Companies in the information technology field are often discussed as a group as the "tech sector" or the "tech industry." These titles can be misleading at times and should not be mistaken for "tech companies;" which are generally large scale, for-profit corporations that sell consumer technology and software. It is also worth noting that from a business perspective, Information technology departments are a "cost center" the majority of the time. A cost center is a department or staff which incurs expenses, or "costs", within a company rather than generating profits or revenue streams. Modern businesses rely heavily on technology for their day-to-day operations, so the expenses delegated to cover technology that facilitates business in a more efficient manner are usually seen as "just the cost of doing business." IT departments are allocated funds by senior leadership and must attempt to achieve the desired deliverables while staying within that budget. Government and the private sector might have different funding mechanisms, but the principles are more-or-less the same. This is an often overlooked reason for the rapid interest in automation and Artificial Intelligence, but the constant pressure to do more with less is opening the door for automation to take control of at least some minor operations in large companies.

Many companies now have IT departments for managing the computers, networks, and other technical areas of their businesses. Companies have also sought to integrate IT with business outcomes and decision-making through a BizOps or business operations department.

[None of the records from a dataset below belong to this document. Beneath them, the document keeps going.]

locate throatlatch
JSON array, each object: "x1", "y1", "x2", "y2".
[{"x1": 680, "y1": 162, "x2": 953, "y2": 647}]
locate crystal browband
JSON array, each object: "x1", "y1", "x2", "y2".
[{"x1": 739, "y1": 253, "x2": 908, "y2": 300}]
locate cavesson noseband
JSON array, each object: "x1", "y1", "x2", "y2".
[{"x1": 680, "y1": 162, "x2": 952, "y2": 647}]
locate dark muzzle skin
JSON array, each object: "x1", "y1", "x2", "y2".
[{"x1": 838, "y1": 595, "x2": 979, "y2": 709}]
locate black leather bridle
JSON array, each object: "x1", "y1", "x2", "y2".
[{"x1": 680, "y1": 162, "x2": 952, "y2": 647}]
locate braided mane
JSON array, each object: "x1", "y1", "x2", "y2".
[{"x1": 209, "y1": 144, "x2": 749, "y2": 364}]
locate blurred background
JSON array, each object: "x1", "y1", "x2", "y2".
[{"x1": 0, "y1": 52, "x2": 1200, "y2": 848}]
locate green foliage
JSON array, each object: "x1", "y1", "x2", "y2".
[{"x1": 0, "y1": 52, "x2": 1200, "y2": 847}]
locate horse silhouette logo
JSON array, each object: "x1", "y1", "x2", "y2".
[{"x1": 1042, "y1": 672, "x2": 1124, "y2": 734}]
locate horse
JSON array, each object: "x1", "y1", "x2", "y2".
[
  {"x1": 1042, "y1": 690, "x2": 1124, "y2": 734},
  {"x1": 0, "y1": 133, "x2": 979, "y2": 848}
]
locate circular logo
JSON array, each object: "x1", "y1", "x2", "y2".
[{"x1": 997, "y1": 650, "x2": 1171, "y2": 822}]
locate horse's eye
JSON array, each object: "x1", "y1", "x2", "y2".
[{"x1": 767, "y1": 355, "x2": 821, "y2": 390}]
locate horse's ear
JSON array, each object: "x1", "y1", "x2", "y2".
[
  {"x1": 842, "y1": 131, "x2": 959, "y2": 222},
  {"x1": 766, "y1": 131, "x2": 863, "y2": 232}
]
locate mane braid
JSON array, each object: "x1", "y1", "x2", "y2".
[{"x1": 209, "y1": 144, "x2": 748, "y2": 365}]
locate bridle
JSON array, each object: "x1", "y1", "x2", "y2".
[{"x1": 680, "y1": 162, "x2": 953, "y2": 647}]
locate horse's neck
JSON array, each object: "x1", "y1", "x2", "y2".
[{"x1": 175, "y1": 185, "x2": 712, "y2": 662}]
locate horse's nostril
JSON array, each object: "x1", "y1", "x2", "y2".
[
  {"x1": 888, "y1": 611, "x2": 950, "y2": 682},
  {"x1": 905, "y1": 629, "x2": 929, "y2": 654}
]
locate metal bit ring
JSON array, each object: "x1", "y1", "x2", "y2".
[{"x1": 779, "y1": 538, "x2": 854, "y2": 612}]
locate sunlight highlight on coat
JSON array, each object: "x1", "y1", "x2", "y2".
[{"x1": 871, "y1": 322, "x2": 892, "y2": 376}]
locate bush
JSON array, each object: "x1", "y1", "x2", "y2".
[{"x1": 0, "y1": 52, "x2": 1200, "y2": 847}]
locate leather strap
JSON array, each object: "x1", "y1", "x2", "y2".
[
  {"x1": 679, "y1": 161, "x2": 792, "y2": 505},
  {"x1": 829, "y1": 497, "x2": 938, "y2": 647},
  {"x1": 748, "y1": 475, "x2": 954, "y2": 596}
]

In a business context, the Information Technology Association of America has defined information technology as "the study, design, development, application, implementation, support, or management of computer-based information systems". The responsibilities of those working in the field include network administration, software development and installation, and the planning and management of an organization's technology life cycle, by which hardware and software are maintained, upgraded, and replaced.

Information services

Information services is a term somewhat loosely applied to a variety of IT-related services offered by commercial companies, as well as data brokers.

Ethics

The field of information ethics was established by mathematician Norbert Wiener in the 1940s. Some of the ethical issues associated with the use of information technology include:

  • Breaches of copyright by those downloading files stored without the permission of the copyright holders
  • Employers monitoring their employees' emails and other Internet usage
  • Unsolicited emails
  • Hackers accessing online databases
  • Web sites installing cookies or spyware to monitor a user's online activities, which may be used by data brokers

IT projects

Research suggests that IT projects in business and public administration can easily become significant in scale. Work conducted by McKinsey in collaboration with the University of Oxford suggested that half of all large-scale IT projects (those with initial cost estimates of $15 million or more) often failed to maintain costs within their initial budgets or to complete on time.